Occupancy wierdness.... Is the calculator wrong?

We are getting some strange results from a CUDA kernel we are playing with here. This kernel is not really dependant on the number of threads/block, so we are using that as a tuning metric to gain performance. We have noticed that what we measure vs what the CUDA occupancy calculator tells us do not match up:

  1. When we set the number of threads per block equal to the number of actual processors per SIMD group on the card, performance was drastically improved (20MS -> 10MS) without changing any other code, even though the occupancy calculator said we were moving from >50% occupancy to 33% occupancy. This change did not affect the amount of data being processed by the kernel.

  2. The perfomance improved when we increased the number of registers used in the kernel, even though the calculator said we were taking a large hit in the occupancy.

  3. On a simple program, setting the number of threads per block to any number bigger then the number of processors in a single SIMD group leads to a large hit in performance, even though the kernel is not using any shared memory.

I can not post the kernel, however I can say that these kernels are completely independant of each other (i.e they do not depend on anything generated in any other kernel).

This leads me to some questions:

What does the occupancy calculator calculate, exactly?
How could it be that a program with near 100% occupancy could run slower then a program with 33% occupancy, assuming that it is doing the same work and written efficiently?

The occupancy calculator is probably calculating correctly, just there are bugs in the hardware (device memory access) that lead to the above observations. See my measurements of device memory throughput vs different thread/block configs. Increasing occupancy can cut your device memory throughput by a factor of 3 if you are unlucky.

Eric

BTW my sweet spot is 33% occupancy & 32 registers

I’ve experienced performance increase as occupancy goes from 33% to 58% once. That kernel is texture-bound, though. So I guess what actually happened is the larger (and possibly better shaped) block improved my access pattern.
For my other kernels, performance doesn’t vary much as occupancy varies.

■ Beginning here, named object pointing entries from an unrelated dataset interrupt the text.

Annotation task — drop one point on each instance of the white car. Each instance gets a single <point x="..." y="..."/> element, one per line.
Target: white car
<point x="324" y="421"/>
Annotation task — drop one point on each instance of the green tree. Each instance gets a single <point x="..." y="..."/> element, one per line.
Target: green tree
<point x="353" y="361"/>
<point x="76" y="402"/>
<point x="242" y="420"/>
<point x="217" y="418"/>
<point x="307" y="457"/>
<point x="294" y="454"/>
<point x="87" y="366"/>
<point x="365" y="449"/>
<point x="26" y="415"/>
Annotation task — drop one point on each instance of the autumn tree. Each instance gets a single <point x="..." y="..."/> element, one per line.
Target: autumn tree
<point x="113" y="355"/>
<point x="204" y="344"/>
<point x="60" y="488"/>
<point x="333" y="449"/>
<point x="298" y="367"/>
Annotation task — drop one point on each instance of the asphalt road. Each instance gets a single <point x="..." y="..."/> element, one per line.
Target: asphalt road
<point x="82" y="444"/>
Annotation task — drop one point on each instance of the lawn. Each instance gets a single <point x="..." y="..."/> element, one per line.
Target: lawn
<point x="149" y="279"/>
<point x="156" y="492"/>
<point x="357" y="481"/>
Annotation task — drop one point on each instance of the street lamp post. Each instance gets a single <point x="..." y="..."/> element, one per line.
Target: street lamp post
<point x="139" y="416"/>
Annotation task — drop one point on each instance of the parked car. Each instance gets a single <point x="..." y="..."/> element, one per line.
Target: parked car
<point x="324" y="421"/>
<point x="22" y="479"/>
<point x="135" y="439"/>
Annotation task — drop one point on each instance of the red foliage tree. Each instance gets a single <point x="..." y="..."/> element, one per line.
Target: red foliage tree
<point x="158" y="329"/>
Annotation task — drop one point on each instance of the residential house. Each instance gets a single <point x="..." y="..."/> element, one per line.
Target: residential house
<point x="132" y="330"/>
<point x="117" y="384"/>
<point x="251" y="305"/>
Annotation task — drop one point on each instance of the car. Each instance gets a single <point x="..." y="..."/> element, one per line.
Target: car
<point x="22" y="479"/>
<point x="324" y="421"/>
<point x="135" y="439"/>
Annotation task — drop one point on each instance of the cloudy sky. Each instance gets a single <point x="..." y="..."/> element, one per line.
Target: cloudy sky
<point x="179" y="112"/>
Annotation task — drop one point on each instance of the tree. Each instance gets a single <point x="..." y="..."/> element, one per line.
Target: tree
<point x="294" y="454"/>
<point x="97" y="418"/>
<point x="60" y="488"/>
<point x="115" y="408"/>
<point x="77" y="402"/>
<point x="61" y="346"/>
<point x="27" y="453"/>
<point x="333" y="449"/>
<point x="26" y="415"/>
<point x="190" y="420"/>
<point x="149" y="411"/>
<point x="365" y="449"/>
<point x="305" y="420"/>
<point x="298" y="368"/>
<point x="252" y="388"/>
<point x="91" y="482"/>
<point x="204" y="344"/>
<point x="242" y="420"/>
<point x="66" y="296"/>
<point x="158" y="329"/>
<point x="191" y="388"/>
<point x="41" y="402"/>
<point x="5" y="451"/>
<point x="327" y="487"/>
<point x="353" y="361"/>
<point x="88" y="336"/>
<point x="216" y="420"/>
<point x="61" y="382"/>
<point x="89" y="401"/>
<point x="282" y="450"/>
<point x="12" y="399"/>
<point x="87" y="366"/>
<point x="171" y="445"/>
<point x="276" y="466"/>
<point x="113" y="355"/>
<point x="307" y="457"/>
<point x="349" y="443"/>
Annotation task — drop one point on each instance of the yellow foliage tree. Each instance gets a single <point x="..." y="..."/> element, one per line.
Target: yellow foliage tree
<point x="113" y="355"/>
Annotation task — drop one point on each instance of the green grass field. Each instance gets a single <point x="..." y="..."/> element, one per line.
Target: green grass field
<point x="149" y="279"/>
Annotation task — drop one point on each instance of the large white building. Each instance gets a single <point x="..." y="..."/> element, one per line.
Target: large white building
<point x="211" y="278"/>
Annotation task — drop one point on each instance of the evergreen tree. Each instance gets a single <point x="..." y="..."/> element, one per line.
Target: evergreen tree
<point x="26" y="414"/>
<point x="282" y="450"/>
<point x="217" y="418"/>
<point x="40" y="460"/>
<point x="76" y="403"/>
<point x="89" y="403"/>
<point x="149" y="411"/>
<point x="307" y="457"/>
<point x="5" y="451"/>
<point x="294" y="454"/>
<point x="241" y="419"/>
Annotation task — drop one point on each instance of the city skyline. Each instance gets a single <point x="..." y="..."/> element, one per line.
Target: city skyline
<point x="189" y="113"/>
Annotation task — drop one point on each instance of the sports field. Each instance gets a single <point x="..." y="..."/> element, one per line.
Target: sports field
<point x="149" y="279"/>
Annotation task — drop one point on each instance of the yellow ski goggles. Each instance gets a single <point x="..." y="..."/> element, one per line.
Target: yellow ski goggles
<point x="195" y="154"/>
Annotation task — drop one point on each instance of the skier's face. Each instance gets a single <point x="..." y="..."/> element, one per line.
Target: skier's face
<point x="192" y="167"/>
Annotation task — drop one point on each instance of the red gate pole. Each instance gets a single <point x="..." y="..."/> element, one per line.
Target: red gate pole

Again, most my kernels read from texture and write in poor patterns.
So occupancy may be still worth trying if you have special memory access patterns.

Jeff,

when you say you set the number of threads per block to the number of processors per SIMD group, do you mean your block size was 8?

Also, how are you increasing the number of registers?

When the number of registers is forced (with the compiler flag) below some app-specific threshold, registers get “spilled” into local memory, which is comparable to global memory performance-wise. Essentially, to keep the number of registers down, some values get written to local memory and are later read back, so that the register can be used for something else in the mean time. Spilling into local memory in many cases will decrease performance.

The calculator gives you the ratio of the actual number of threads that can be run concurrently on a multiprocessor to the maximum number. The maximum number is 768. So, for example, if you’re getting 50% occupancy that means that due to register/smem restrictions only 384 threads can be active on the multiprocessor.

As far as occupancy and performance are concerned, it will be kernel-specific. Generally, higher occupancy helps hide latencies (due to global memory accesses or register-read-after-write dependencies, the former being the bigger concern). The idea is really simple (akin to pipelining): if you have 4 reads from gmem and each incurs 400 cycle latency, one thread will take at least 1,600 cycles to get the data. However, if one uses 4 threads to read the data, and those threads belong to different half-warps, then all the data will be read after 403 cycles.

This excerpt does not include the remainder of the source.